Of course, alongside all of these messages that aim at promoting strong, confident, capable and interesting women who are allowed to be both successful and flawed in their struggle for success in whatever field of personal and professional life they choose, there remains a lot of strong influences that challenge our self confidence.
For every advert that tells us we can do anything, there’s an Instagram feed that pressurizes us into thinking we should have already conquered the world. We should be slim, but not skinny, have beautiful skin, be fit, be the perfect mum, run successful businesses, have inner peace and eat the most perfectly presented free from foods that organic food suppliers can provide. We feel as though we should be all things to all people; by way of illustration, just last week Stylist wrote: “studies have shown that women are less confident about themselves than men. Sheryl Sandberg’s Lean In stated that women often wait to apply for a job until they meet 100% of the hiring criteria – men apply when they meet just 60%.” That’s a lot of pressure we put on ourselves without external forces adding to it!
In addition to that, the language around even positive marketing, for example the term ‘real’ women, in itself is problematic. As writer Pandora Sykes put it: “My theory (hold onto your knickers) is that all women are real, by dint of being a woman. You’re a woman? Congrats! You win! You’re real!… It is insulting to both parties: to models, to imply that they are not ‘real’ because they occupy a certain clothing size, by either fate or intervention; and, also, to said ‘real women’. ‘Real’ somehow takes on a distasteful tone.” And of course she’s right. When we talk about how groundbreaking it is that ‘real’ women are used in advertising, it is undermining because in actual fact, we’re all ‘real’ women. Perhaps however it is a term that is a necessary evil while we go through the process of change.

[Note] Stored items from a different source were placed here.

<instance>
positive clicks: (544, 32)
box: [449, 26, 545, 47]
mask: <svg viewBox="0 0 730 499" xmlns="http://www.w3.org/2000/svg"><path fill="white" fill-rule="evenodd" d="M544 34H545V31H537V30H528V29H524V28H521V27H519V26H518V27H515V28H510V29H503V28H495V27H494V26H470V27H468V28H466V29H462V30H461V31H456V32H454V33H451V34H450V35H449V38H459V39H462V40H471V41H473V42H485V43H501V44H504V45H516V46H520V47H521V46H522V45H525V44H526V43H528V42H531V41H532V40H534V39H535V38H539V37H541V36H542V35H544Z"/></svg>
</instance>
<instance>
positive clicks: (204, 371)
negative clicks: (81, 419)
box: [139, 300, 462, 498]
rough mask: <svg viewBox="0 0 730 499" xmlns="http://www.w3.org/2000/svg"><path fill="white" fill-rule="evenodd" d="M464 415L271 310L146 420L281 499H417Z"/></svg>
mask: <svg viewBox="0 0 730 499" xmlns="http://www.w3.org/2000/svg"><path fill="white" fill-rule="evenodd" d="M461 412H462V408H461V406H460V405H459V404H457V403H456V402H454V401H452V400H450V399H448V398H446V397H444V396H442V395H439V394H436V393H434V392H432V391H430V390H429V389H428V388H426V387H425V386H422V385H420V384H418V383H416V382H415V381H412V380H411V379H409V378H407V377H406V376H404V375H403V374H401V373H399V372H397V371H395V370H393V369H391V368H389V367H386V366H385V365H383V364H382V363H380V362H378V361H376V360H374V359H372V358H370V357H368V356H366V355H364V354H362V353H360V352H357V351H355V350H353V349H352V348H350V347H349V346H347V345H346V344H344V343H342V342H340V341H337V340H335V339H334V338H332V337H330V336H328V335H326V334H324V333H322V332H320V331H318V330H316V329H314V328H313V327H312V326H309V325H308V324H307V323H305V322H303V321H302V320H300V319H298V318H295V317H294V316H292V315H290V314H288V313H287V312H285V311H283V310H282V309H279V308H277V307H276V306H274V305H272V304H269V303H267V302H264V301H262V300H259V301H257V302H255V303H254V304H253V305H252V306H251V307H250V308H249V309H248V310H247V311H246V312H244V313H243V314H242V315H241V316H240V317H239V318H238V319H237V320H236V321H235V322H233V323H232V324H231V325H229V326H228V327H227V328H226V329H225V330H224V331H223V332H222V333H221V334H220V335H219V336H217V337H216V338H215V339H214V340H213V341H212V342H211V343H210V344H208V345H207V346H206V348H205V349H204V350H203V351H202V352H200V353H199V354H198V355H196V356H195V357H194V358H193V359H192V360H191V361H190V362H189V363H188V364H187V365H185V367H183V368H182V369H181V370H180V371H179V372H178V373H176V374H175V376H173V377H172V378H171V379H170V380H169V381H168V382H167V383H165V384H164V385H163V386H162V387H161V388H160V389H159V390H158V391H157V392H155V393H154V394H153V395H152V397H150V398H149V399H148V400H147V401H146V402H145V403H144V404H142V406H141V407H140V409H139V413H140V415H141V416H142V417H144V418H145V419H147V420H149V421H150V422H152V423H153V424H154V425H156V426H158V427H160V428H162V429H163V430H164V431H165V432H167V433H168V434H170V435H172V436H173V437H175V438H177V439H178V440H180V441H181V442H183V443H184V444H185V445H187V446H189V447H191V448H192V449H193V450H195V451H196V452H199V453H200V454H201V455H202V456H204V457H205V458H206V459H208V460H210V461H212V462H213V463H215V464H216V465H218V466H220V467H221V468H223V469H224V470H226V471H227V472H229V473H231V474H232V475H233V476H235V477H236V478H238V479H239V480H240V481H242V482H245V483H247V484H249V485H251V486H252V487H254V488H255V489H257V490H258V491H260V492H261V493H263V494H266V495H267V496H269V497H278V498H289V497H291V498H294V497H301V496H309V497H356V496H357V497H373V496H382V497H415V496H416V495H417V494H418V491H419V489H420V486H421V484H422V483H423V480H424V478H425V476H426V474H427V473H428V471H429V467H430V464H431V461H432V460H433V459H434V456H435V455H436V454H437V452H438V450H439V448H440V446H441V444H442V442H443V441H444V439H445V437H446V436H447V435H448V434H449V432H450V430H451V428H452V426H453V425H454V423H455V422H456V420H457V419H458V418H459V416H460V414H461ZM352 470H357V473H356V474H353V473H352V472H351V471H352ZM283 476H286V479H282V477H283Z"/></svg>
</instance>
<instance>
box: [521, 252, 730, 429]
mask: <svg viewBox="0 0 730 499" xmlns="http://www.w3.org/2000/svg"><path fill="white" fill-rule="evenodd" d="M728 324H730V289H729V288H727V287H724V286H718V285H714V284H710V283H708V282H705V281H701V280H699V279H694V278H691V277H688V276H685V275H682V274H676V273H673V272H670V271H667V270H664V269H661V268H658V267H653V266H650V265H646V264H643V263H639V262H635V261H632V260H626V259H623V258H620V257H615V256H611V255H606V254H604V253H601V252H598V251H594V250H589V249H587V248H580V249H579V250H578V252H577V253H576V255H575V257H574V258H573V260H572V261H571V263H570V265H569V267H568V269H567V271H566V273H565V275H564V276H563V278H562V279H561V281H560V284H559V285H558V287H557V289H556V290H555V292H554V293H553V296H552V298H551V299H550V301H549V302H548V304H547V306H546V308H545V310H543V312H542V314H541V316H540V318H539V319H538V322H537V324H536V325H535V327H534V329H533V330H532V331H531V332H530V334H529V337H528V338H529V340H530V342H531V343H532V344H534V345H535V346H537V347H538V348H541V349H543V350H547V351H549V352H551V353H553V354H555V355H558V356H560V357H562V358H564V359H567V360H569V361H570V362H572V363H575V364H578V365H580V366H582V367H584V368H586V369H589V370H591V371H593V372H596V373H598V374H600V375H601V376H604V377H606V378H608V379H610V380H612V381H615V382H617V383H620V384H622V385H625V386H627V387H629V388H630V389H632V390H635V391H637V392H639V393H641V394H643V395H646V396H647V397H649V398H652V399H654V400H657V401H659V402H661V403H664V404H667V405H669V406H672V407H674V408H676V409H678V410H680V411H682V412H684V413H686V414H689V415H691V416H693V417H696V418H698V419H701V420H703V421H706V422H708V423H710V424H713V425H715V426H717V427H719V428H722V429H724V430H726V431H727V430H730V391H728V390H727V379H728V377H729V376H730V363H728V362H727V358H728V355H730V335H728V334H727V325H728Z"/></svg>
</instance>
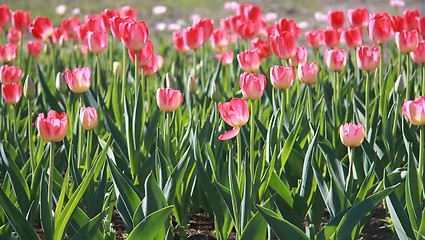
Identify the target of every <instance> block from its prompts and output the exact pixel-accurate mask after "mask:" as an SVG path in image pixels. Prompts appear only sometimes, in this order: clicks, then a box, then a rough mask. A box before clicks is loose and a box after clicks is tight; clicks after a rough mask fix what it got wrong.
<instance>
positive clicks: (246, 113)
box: [218, 98, 249, 140]
mask: <svg viewBox="0 0 425 240" xmlns="http://www.w3.org/2000/svg"><path fill="white" fill-rule="evenodd" d="M218 110H219V111H220V115H221V117H222V118H223V120H224V121H225V122H226V123H227V124H229V125H230V126H232V127H233V130H230V131H227V132H226V133H224V134H222V135H220V136H219V137H218V139H219V140H228V139H231V138H234V137H236V135H238V133H239V131H240V129H239V127H241V126H243V125H245V124H246V123H247V122H248V119H249V110H248V103H247V102H246V99H244V98H242V99H241V98H233V99H232V100H230V102H225V103H223V104H222V103H218Z"/></svg>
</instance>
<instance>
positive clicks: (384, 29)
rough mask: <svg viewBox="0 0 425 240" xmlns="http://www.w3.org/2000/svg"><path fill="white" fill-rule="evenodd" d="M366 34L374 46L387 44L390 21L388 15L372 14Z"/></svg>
mask: <svg viewBox="0 0 425 240" xmlns="http://www.w3.org/2000/svg"><path fill="white" fill-rule="evenodd" d="M367 32H368V35H369V38H370V39H371V40H372V42H374V43H375V44H382V43H386V42H388V40H390V38H391V20H390V17H389V16H388V13H385V12H384V13H378V12H376V13H373V14H372V15H371V16H370V19H369V25H368V26H367Z"/></svg>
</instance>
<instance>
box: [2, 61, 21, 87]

For all the work that’s left to be done, and while one would always hope that any message being put out into the ether was one created by people who genuinely believe in it, not least because a genuine message always seems to shout louder than one that’s not, the changes in the way we talk about women are pointing in the right direction.
They’re not perfect yet (ironically), but there is awareness to speak to people in a positive way that’s representational and positively aspirational. The important thing is that the more positive messages there are in the world for both men and women, the better it is for our society as a whole for the long term, and happily that seems to be something we’re all waking up to.